Casey Anthony Released From Jail Like a Rock Star (VIDEO)

casey anthony releaseIt used to be that the only people to fly on private planes were rock stars, royalty, and the President. Now they're the preferred getaway vehicle for killers, too. That's how Casey Anthony flew out of the Orlando Executive Airport at about 3 a.m. yesterday (July 17), after being released from jail under cover of the night style. Orange County Jail spokesman Allen Moore insists that Anthony did not receive special treatment as an inmate ... her release, on the other hand, was practically a velvet rope affair.

Not only did law enforcement officials make an exception for a sneaky just-after-midnight release for Anthony, they shut down the Booking and Release Center parking lot and allowed only three journalists -- a videographer, a photographer, and a reporter -- inside the jail.

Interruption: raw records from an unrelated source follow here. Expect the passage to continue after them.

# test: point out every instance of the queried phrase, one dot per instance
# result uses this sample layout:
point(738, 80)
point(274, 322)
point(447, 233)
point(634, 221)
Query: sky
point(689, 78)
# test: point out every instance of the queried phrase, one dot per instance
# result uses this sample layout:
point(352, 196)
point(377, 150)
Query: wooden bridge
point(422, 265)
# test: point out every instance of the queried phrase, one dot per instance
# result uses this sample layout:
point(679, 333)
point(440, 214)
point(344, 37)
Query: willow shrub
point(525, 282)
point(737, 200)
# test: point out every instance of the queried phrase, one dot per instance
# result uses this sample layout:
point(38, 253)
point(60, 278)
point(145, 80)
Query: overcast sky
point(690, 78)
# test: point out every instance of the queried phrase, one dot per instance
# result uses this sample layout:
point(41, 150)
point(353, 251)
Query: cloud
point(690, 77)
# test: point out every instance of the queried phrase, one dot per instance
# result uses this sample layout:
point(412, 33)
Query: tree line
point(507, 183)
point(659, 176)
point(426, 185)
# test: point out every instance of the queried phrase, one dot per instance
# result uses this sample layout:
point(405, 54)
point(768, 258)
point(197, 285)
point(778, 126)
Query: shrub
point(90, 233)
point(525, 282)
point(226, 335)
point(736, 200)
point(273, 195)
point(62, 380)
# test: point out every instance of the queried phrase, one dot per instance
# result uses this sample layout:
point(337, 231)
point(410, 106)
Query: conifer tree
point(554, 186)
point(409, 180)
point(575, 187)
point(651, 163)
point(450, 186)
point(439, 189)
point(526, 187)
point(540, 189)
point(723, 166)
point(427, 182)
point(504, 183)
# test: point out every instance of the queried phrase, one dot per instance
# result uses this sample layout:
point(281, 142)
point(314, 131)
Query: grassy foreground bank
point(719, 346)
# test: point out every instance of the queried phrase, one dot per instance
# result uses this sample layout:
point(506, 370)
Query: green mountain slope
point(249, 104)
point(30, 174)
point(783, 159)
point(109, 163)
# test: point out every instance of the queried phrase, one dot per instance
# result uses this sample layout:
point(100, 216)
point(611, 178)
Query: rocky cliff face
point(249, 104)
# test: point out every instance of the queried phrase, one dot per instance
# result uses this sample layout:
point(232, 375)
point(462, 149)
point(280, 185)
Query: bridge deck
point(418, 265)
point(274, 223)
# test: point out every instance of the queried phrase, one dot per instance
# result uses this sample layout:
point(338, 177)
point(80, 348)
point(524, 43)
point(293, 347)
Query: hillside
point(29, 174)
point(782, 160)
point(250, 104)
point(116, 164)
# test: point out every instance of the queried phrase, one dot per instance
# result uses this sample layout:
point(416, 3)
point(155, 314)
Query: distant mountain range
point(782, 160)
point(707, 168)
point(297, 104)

The rest of the media was only alerted by email about the time of Anthony's release after she was already a "safe distance" away.


Protesters, meanwhile (and there were hundreds), were confined to grassy areas on either side of the highway. Nobody knows where Anthony went, though apparently she could have left the country with a valid passport, even with several civil lawsuits against her pending. (There's a joke in here somewhere about TSA regulations and exemptions for murderers.)

So, part of me gets why the jail would go overboard on security for this particular release -- basically to save themselves from having to clean up the mess that would have resulted from giving angry crowds easy access to Anthony. But my capacity for understanding ends there. The implication that special efforts were made to ensure the safe passage of Anthony for her own sake makes me feel absolutely sick. As if enough money hasn't already been wasted on clearing this woman's name of a crime everybody knows she committed anyway.

In fact, the more I think about it, the more I'm sickened by the jail taking any special precautions for Anthony's release at all, even in their own interest. Extreme security measures are probably technically acceptable as a means of preventing vigilante justice, but in this case, they were just symbolic of our judicial system's cowardice. I wouldn't mind seeing some vigilante justice in action here. (Check out the pink shirt -- she would've been such an easy target, too.)

Do you think the jail went overboard on security measures for Casey Anthony's release?